I recently played the Diceless Barbaria prototype solo, as well as several scenarios of Frankia (also diceless).
I used to try to play early prototypes as though each nation was independent. I wanted to see what were the most natural moves for each, and try to arrange the game so that the most natural moves matched what they did historically. But I found that this didn't work out when the influence of colors was introduced. So now I always keep in mind the colors I've selected.
I still want the most natural play to be the one made historically, but I have to be aware of how an unnatural play by one nation may help another so much that the game will be skewed.
I'm not really worrying about how strong the nations were historically, I'm worrying about how strong (or weak) they need to be to make their most natural moves match history.
I know that in any game, unless I put a real straitjacket around the player, as in many of the SPI games from back when, the game is rarely going to follow history. What I want is one where I can say, after a player has moved, "yes, that's just what they did historically". I am striving for effect, largely, relying on cause only in the very largest sense--because designing games for cause is a chimera (barring, perhaps, highly-detailed tactical games where you use made-up scenarios rather than known historical battles).

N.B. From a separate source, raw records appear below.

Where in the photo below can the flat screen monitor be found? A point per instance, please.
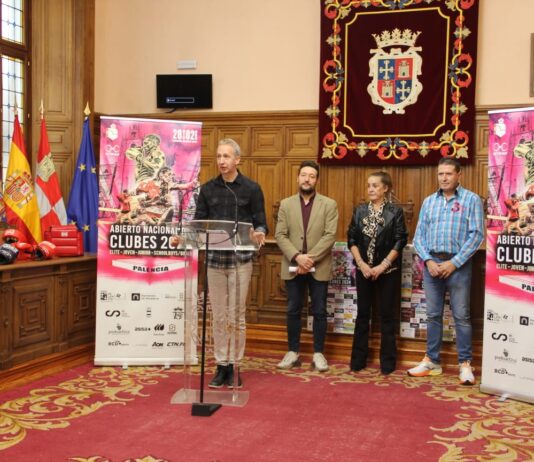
(181, 91)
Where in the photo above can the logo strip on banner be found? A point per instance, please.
(148, 185)
(507, 358)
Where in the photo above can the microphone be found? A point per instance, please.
(183, 190)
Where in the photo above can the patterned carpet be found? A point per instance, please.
(56, 418)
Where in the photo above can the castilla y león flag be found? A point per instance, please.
(22, 209)
(49, 196)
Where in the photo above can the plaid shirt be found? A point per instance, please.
(217, 202)
(454, 225)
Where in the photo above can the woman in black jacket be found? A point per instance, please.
(377, 233)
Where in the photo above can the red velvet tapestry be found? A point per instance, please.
(397, 84)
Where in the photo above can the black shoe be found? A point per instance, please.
(220, 377)
(230, 378)
(356, 367)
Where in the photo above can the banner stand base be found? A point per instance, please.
(224, 397)
(204, 409)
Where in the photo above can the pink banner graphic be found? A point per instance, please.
(508, 358)
(148, 184)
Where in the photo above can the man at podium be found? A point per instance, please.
(230, 196)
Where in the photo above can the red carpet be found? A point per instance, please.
(106, 414)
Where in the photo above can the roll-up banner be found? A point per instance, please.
(148, 184)
(508, 348)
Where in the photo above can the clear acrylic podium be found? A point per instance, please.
(209, 235)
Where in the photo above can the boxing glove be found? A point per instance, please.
(11, 235)
(8, 254)
(44, 251)
(26, 251)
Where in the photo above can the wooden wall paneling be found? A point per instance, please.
(81, 289)
(267, 173)
(272, 305)
(290, 171)
(33, 317)
(301, 142)
(6, 320)
(240, 134)
(266, 141)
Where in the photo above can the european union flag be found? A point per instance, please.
(82, 208)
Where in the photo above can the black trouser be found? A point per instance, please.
(385, 286)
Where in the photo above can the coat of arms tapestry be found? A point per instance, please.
(397, 84)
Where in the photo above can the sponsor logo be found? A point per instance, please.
(118, 330)
(503, 371)
(496, 336)
(494, 316)
(107, 296)
(505, 357)
(500, 336)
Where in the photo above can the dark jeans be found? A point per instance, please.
(295, 298)
(385, 286)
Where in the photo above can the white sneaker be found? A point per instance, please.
(291, 359)
(319, 362)
(424, 368)
(466, 373)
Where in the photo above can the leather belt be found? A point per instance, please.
(442, 255)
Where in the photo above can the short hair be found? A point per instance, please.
(309, 163)
(232, 143)
(451, 161)
(385, 179)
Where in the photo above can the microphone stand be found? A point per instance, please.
(202, 409)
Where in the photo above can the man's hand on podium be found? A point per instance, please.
(257, 236)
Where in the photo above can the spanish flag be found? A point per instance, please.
(22, 210)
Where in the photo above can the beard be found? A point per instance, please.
(306, 189)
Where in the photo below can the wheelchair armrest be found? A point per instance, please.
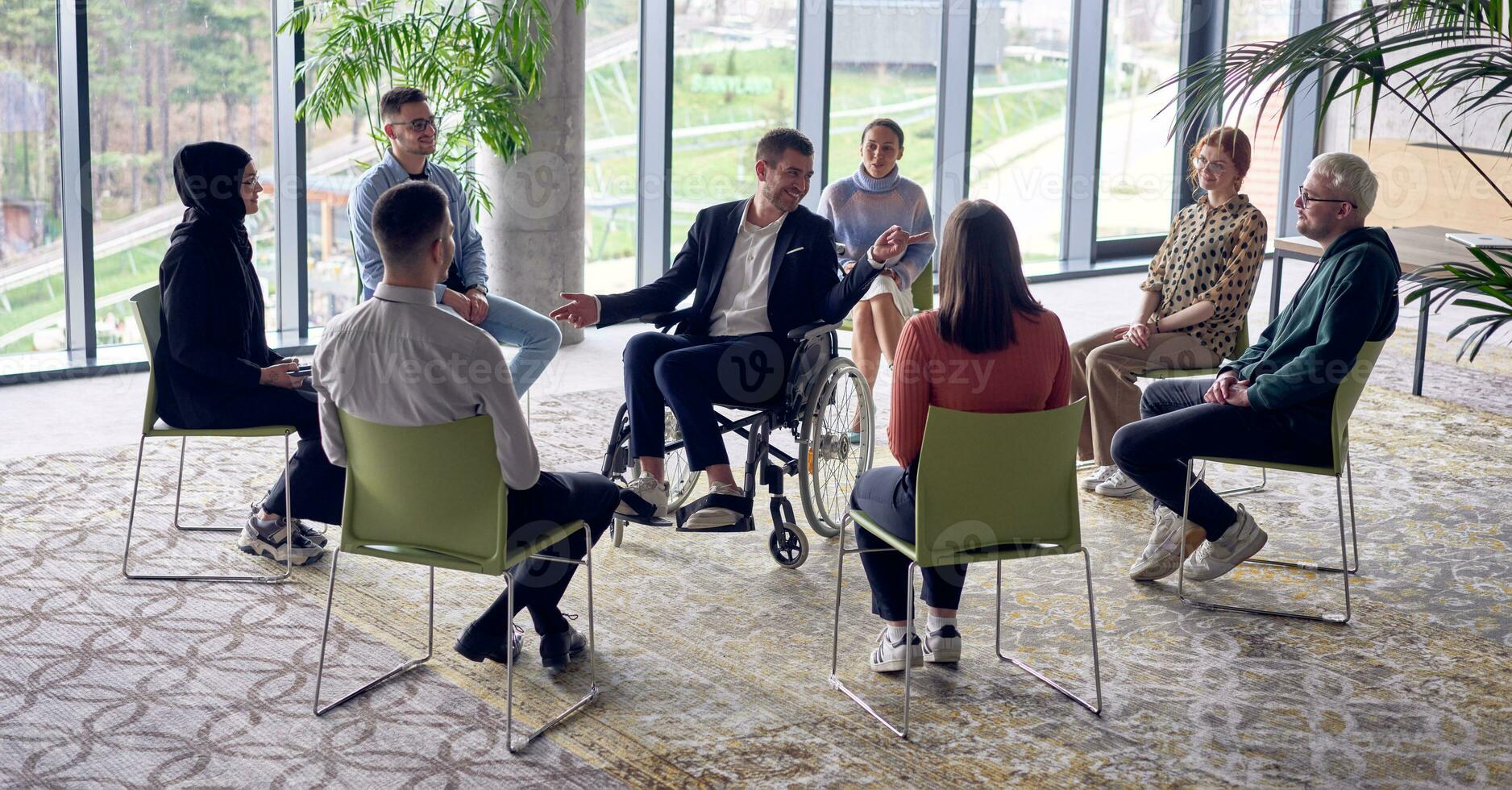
(812, 331)
(667, 320)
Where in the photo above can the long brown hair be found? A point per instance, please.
(982, 279)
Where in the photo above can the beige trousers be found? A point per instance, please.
(1104, 370)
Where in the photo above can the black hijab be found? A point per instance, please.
(209, 181)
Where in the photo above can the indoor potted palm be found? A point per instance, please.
(1414, 50)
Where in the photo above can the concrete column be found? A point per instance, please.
(534, 236)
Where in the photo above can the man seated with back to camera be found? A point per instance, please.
(398, 359)
(758, 268)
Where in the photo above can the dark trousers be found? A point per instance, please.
(319, 486)
(887, 495)
(690, 374)
(538, 584)
(1177, 426)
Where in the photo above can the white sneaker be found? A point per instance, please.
(890, 655)
(942, 647)
(1098, 476)
(1161, 555)
(712, 517)
(1118, 484)
(643, 498)
(1216, 557)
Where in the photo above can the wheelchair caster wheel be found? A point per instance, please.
(788, 545)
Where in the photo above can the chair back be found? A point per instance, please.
(924, 289)
(426, 493)
(147, 306)
(991, 481)
(1348, 395)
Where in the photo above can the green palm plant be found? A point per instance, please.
(1414, 50)
(480, 61)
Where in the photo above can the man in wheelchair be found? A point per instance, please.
(762, 271)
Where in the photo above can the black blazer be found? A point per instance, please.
(212, 343)
(804, 277)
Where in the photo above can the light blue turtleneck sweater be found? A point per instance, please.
(862, 208)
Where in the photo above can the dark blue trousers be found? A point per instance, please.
(887, 495)
(690, 374)
(1177, 426)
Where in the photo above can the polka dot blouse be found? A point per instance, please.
(1210, 255)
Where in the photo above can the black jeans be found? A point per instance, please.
(887, 495)
(1177, 426)
(538, 584)
(319, 486)
(690, 374)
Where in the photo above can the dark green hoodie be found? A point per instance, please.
(1349, 298)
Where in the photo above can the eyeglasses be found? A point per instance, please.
(1216, 168)
(421, 124)
(1305, 198)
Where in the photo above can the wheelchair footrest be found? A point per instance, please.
(740, 505)
(646, 521)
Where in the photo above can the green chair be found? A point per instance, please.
(147, 305)
(978, 505)
(1344, 400)
(433, 495)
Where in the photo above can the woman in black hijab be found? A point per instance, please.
(214, 367)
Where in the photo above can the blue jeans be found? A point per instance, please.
(516, 324)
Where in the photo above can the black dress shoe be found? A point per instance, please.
(561, 648)
(476, 645)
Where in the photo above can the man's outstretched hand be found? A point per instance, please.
(894, 241)
(581, 310)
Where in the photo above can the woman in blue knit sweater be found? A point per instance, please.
(861, 206)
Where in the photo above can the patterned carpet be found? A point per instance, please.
(714, 659)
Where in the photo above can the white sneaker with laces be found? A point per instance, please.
(1161, 555)
(1216, 557)
(714, 517)
(890, 655)
(643, 498)
(1098, 476)
(1118, 484)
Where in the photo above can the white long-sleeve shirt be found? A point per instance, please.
(398, 359)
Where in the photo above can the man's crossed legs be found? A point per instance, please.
(1178, 426)
(692, 374)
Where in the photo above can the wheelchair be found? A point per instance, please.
(820, 401)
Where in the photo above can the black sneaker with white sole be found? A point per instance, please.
(271, 539)
(942, 647)
(309, 533)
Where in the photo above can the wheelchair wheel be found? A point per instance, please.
(788, 545)
(829, 465)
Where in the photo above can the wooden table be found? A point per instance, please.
(1417, 247)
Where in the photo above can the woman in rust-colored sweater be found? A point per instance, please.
(989, 348)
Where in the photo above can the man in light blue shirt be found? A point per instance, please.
(412, 139)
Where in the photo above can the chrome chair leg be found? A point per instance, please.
(1092, 613)
(131, 524)
(179, 488)
(401, 669)
(593, 679)
(1343, 545)
(908, 674)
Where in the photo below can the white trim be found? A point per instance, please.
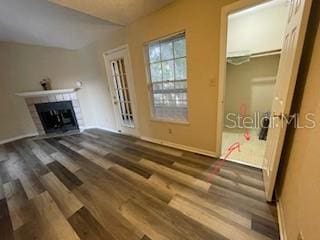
(99, 127)
(237, 6)
(282, 227)
(244, 163)
(180, 146)
(18, 138)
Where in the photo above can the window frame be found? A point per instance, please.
(149, 81)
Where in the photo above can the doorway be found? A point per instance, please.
(254, 41)
(119, 73)
(292, 40)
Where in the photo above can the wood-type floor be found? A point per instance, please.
(101, 185)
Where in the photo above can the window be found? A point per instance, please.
(168, 78)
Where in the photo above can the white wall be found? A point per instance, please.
(251, 84)
(258, 29)
(23, 66)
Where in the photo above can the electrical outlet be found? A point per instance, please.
(300, 236)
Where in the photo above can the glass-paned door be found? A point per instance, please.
(122, 90)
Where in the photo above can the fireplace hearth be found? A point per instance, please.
(57, 116)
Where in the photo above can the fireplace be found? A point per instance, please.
(57, 116)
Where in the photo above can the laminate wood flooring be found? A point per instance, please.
(99, 185)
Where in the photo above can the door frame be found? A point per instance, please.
(131, 86)
(225, 11)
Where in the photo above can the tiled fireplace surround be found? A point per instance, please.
(59, 97)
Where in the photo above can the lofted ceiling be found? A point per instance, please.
(71, 25)
(118, 11)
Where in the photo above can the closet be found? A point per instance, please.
(254, 43)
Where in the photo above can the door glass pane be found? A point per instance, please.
(180, 69)
(122, 92)
(154, 53)
(166, 51)
(168, 70)
(180, 48)
(156, 72)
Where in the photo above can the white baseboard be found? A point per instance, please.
(180, 146)
(282, 228)
(18, 137)
(244, 163)
(99, 127)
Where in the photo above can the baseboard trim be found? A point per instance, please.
(282, 227)
(160, 142)
(244, 163)
(98, 127)
(180, 146)
(18, 138)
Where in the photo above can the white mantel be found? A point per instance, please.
(46, 92)
(33, 98)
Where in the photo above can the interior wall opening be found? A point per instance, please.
(254, 40)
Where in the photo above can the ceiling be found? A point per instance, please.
(41, 22)
(118, 11)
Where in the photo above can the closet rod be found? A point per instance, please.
(266, 53)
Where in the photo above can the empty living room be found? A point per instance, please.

In Frankia, which is a fairly small game (around 30 pieces on the board at any time), I have taken to counting pieces of each color, and areas occupied, after each turn. I'm trying to be aware of what it would be like to play a color: are there times when a color has few pieces and little to do? Sometimes there's nothing I can do about that (as when yellow in Britannia have only the Scots and R-Bs), but I can try to avoid it as I try different nation combinations.